GenAI fashions are good at a handful of duties akin to textual content summarization, query answering, and code era. When you have a enterprise course of which may be damaged down right into a set of steps, and a number of these steps entails one in all these GenAI superpowers, then it is possible for you to to partially automate your enterprise course of utilizing GenAI. We name the software program utility that automates such a step an agent.
Whereas brokers use LLMs simply to course of textual content and generate responses, this primary functionality can present fairly superior conduct akin to the power to invoke backend companies autonomously.

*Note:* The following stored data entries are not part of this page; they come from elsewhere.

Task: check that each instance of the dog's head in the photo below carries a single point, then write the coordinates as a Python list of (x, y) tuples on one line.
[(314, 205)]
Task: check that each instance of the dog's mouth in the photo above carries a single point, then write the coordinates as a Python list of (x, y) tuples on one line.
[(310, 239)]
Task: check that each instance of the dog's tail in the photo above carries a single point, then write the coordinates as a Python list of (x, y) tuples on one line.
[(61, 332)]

Let’s say that you simply need to construct an agent that is ready to reply questions akin to “Is it raining in Chicago?”. You can’t reply a query like this utilizing simply an LLM as a result of it isn’t a process that may be carried out by memorizing patterns from massive volumes of textual content. As a substitute, to reply this query, you’ll want to succeed in out to real-time sources of climate data.
There’s an open and free API from the US Nationwide Climate Service (NWS) that gives the short-term climate forecast for a location. Nonetheless, utilizing this API to reply a query like “Is it raining in Chicago?” requires a number of extra steps (see Determine 1):
- We might want to arrange an agentic framework to coordinate the remainder of these steps.

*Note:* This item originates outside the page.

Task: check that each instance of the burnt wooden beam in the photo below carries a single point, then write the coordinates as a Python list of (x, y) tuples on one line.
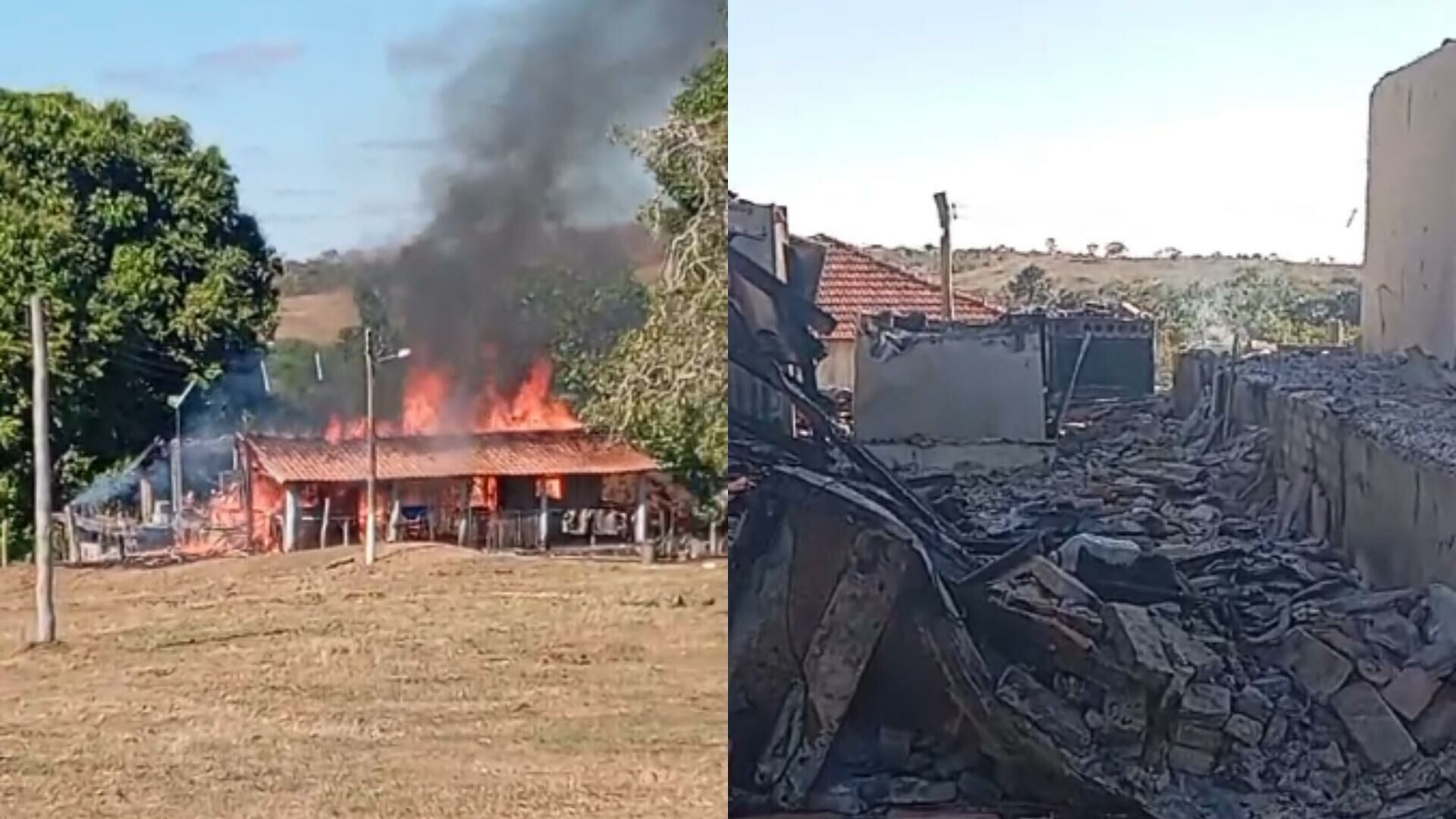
[(839, 651)]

- What location is the person taken with? The reply in our instance sentence is “Chicago”. It’s not so simple as simply extracting the final phrase of the sentence — if the person had been to ask “Is Orca Island scorching immediately?”, the placement of curiosity can be “Orca Island”. As a result of extracting the placement from a query requires with the ability to perceive pure language, you possibly can immediate an LLM to establish the placement the person is taken with.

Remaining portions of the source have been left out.